The first-year law students I teach – smart, insightful, idealistic – have come of age hearing that “no means no” when it comes to sex. They are almost always stunned to learn that, in most states, the legal definition of rape still requires the use of physical force. In other words, a verbal “no” isn’t always enough.

Such reactions underscore the extent to which the law lags behind a widespread belief that intercourse without consent is rape, and it should be punished accordingly. Indeed, while non-stranger rape is by far the most common rape scenario, with an estimated nine out of 10 women knowing their assailant, the criminal law was not designed to punish it. Most rapes by intimates and acquaintances are never prosecuted, or even brought to the attention of the police, contributing to their relative absence in mainstream media.

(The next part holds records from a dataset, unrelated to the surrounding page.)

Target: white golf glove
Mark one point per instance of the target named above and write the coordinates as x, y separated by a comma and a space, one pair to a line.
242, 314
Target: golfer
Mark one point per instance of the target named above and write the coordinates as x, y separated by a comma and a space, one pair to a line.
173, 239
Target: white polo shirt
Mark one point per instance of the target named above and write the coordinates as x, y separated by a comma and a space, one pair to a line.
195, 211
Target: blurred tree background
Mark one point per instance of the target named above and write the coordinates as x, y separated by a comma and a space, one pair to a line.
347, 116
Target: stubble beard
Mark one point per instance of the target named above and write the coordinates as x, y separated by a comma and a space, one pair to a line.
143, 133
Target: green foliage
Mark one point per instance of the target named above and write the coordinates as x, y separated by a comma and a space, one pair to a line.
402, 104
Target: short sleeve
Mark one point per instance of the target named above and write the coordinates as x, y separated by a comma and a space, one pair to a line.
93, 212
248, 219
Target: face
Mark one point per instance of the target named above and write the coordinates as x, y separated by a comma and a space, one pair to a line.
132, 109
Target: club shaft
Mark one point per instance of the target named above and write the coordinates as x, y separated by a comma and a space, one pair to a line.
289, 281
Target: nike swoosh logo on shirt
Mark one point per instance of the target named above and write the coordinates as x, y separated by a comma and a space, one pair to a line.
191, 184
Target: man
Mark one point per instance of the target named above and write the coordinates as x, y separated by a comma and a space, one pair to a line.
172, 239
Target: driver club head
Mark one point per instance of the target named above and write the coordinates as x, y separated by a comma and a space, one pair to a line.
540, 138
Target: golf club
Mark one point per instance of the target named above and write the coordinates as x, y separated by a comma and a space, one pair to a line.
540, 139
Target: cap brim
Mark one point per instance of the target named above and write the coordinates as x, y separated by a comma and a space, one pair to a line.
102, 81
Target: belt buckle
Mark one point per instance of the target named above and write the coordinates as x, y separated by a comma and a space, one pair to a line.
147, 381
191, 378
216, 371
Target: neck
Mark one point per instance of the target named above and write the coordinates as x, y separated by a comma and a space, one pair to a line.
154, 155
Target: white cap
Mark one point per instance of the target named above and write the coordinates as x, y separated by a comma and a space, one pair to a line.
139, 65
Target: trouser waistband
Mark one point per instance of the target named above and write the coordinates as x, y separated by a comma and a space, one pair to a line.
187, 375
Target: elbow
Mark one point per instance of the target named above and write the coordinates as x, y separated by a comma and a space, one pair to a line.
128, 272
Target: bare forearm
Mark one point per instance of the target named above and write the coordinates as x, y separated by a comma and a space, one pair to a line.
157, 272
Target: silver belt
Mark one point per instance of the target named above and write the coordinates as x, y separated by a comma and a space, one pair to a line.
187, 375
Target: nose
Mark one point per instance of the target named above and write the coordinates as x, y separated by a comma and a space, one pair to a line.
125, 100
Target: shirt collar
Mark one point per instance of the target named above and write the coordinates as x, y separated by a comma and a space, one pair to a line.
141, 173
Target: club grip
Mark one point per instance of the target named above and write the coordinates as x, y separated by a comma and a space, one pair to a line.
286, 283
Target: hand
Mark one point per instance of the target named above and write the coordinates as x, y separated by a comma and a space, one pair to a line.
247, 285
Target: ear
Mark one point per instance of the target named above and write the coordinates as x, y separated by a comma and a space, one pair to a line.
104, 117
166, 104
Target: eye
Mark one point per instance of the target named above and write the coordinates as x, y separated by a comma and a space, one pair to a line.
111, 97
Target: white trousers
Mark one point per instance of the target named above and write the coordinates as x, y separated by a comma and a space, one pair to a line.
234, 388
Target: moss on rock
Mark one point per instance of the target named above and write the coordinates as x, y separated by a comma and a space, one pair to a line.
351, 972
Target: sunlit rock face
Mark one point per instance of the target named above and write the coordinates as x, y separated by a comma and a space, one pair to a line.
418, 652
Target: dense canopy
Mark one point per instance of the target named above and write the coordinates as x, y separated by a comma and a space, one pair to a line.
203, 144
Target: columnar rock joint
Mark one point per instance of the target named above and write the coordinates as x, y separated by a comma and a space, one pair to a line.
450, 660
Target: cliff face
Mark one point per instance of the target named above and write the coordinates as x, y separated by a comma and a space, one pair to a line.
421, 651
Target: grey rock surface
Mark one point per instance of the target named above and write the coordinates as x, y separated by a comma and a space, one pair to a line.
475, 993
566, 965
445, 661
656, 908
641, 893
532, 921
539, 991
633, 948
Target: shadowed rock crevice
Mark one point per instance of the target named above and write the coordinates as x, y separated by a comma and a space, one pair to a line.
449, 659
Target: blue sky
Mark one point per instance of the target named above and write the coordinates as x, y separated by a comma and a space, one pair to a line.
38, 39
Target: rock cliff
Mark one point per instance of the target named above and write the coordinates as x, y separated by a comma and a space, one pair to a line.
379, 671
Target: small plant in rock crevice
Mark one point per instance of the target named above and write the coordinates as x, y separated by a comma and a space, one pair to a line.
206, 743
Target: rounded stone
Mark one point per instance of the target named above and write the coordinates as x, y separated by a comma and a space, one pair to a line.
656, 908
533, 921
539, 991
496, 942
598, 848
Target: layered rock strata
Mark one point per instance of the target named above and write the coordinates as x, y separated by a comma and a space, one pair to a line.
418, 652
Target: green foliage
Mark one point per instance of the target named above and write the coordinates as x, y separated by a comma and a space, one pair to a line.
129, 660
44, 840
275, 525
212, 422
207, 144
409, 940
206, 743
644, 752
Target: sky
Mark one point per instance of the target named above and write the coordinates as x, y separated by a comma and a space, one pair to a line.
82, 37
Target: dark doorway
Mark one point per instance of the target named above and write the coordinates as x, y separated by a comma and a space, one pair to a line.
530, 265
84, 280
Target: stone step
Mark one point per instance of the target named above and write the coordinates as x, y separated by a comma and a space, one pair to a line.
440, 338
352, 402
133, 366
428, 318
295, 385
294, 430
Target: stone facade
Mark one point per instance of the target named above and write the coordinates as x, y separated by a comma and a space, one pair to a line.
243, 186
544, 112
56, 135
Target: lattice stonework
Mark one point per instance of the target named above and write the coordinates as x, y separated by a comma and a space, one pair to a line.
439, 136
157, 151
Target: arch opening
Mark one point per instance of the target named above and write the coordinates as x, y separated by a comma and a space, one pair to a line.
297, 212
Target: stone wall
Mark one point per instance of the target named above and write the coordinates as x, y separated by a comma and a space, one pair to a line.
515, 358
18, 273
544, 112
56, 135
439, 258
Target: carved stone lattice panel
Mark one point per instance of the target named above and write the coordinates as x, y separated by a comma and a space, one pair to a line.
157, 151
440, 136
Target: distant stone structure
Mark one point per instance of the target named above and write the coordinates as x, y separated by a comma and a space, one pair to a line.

The good news is we’ve arrived at an opportune moment for change. For the first time in more than 50 years, the rape statute offered as a model for state legislatures and courts – the so-called Model Penal Code – is under revision by the American Law Institute (ALI), an influential body of judges, practitioners, and legal scholars dedicated to improving the law. When the American Law Institute speaks, state legislatures tend to listen. A better model rape statute will likely lead to better rape laws – and ultimately more convictions.

First of all, the ALI needs to remove the force requirement that still exists in just over half the states and the Model Penal Code. That’s because, unlike sexual assaults by the archetypal knife-wielding sexual predator, acquaintance rape cases often involve little, if any, force. For that reason, in most jurisdictions, such cases may not satisfy state law definitions of rape, regardless of how clearly the woman said “no”.

Consider the notorious case of Steubenville, where a naked victim was penetrated while she was passed-out drunk. In a text message admitted in evidence, one of the two defendants described the teenager as “like a dead body”. Most would agree that the girl was raped because she did not consent to the sexual conduct.

But rape law is more equivocal. In Ohio, as in most states, rape is not non-consensual sex. Instead, it is sexual conduct “when the offender purposely compels the other person to submit by force or threat of force”. The use of force makes non-consensual sex rape; non-consent does not.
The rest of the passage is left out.